Wednesday, 13 January 2016: 2:15 PM
La Nouvelle C ( New Orleans Ernest N. Morial Convention Center)
Michael F. Jasinski, NASA GSFC, Greenbelt, MD; and S. V. Kumar, C. D. Peters-Lidard, K. R. Arsenault, H. Beaudoing, J. Bolten, J. S. Borak, S. J. Kempler, B. Li, Y. Liu, D. M. Mocko, M. Rodell, and B. Vollmer

NCA-LDAS is an integrated terrestrial water analysis system created as an end-to-end enabling tool for sustained assessment and dissemination of terrestrial hydrologic indicators in support of the National Climate Assessment (NCA). The primary features are i) 1/8th degree gridded, daily time series of terrestrial water and energy balance stores, states and fluxes over the continental U.S. focusing on the satellite era (1979-present), ii) development of indicators and estimated trends in our nation's terrestrial hydrology over a wide range of scales and locations, and iii) public dissemination of all forcings and input and output data products through the NCA-LDAS website and the NASA GES-DISC. The ultimate goal is to support sustained assessment of our national terrestrial hydrologic climate for improved scientific understanding, adaptation and management of water resources and related water and energy sectors.

A unique feature is the multivariate assimilation of past and current satellite data products into two NCA-LDAS models; Noah Ver. 3.3 and Catchment Ver.
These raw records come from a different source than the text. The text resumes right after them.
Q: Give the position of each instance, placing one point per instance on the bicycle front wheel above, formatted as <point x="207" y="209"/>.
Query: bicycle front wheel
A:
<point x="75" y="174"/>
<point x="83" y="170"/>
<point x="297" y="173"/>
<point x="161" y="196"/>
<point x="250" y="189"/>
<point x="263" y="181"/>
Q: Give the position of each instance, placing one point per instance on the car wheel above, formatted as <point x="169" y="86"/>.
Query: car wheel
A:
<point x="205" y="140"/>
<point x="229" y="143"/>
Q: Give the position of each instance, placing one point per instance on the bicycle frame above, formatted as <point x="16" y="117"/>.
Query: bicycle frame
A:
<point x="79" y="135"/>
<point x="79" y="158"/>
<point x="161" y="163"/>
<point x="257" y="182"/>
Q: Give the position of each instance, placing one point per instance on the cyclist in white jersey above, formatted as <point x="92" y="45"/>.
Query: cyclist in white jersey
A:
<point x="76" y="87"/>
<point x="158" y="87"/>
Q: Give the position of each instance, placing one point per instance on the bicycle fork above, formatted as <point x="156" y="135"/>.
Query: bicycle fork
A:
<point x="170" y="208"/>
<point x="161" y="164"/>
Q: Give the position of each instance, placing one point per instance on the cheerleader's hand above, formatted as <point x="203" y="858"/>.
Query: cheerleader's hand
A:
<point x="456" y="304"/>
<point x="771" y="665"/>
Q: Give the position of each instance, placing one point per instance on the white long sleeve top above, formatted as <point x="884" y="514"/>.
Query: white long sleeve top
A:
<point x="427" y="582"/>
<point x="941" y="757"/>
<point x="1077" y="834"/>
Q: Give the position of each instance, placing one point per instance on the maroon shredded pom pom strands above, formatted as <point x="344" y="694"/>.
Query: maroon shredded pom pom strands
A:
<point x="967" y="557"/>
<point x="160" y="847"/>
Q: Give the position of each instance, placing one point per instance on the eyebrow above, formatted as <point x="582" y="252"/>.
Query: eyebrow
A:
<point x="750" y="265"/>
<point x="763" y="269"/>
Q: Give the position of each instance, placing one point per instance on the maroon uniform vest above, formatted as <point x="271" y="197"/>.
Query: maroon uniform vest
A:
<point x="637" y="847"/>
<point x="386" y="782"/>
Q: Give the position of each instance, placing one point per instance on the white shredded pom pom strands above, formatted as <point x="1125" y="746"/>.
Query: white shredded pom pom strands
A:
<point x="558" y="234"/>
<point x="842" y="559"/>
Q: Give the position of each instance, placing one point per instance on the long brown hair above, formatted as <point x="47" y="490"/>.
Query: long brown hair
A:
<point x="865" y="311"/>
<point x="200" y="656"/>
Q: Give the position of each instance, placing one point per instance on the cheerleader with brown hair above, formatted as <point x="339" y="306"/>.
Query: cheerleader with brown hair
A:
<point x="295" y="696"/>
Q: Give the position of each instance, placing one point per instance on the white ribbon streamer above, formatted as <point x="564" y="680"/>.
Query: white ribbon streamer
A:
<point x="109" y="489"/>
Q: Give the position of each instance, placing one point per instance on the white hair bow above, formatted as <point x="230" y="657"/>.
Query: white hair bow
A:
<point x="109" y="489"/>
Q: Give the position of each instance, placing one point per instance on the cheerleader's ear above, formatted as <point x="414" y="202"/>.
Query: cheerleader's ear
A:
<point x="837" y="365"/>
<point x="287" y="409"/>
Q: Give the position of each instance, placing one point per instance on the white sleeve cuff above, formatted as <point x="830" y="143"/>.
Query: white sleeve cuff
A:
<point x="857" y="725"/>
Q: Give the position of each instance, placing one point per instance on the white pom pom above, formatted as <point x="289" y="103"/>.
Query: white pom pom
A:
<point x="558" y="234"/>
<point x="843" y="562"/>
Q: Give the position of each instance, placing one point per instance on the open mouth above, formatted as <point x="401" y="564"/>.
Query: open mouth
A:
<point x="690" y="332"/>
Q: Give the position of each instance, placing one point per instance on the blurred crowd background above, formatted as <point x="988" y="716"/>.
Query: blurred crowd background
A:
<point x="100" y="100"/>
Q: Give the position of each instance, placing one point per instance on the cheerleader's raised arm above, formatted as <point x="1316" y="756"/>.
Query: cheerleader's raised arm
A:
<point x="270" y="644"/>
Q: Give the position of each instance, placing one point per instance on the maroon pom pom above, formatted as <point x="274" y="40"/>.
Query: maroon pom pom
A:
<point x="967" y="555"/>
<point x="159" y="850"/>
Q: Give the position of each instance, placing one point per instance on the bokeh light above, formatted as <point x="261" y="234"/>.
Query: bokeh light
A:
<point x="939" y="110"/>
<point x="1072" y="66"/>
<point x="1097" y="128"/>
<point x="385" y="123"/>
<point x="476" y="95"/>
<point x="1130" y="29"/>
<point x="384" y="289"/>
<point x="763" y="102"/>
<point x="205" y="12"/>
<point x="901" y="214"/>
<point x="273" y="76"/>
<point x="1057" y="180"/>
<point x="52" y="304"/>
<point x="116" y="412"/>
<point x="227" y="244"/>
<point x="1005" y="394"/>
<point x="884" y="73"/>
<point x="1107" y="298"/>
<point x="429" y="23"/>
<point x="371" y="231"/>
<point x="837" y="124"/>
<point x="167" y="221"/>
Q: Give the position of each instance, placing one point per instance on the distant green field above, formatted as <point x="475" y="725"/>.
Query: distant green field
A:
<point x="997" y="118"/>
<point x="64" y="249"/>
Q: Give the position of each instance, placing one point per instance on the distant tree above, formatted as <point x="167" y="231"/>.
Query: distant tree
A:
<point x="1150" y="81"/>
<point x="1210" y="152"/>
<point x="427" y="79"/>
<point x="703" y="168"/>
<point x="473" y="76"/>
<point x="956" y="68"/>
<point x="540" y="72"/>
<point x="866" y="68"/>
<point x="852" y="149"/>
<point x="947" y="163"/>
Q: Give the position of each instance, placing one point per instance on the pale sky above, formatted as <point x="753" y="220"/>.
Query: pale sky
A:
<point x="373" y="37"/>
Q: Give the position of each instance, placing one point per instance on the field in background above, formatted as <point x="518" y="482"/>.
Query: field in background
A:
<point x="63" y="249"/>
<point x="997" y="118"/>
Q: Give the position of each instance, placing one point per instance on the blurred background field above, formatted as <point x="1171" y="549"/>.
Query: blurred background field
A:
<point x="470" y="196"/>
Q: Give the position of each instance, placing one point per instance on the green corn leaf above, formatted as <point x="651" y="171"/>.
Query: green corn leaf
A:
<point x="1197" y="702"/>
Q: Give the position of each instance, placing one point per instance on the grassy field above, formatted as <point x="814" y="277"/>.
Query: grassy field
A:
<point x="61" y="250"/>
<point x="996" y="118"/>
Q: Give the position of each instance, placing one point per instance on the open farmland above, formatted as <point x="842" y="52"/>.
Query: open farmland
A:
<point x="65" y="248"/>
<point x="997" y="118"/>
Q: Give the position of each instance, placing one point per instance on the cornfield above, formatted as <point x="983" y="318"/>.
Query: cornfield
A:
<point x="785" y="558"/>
Fortuna 2.5. The satellite environmental data records (EDRs) that have been assimilated into the NCA-LDAS Noah and CLSM models include soil moisture and snow water equivalent from principally microwave sensors such as SMMR, SSM/I, AMSR-E and SMOS, snow covered area from multispectral sensors such as AVHRR, and MODIS, and terrestrial water storage from GRACE. Anticipated new data sets will include AMSR-2 snow depth and soil moisture, VIIRS snow cover, and SMAP L-band brightness temperature.

The Noah and CLSM multivariate assimilation instances above are being used to compute, evaluate, and update the NCA-LDAS water indicators including the principal water budget components and other associated terrestrial stores and fluxes. All NCA-LDAS variables are being made available through the NCA-LDAS website and the NASA GES-DISC, and will be updated annually as new assimilation techniques and EDRs become available.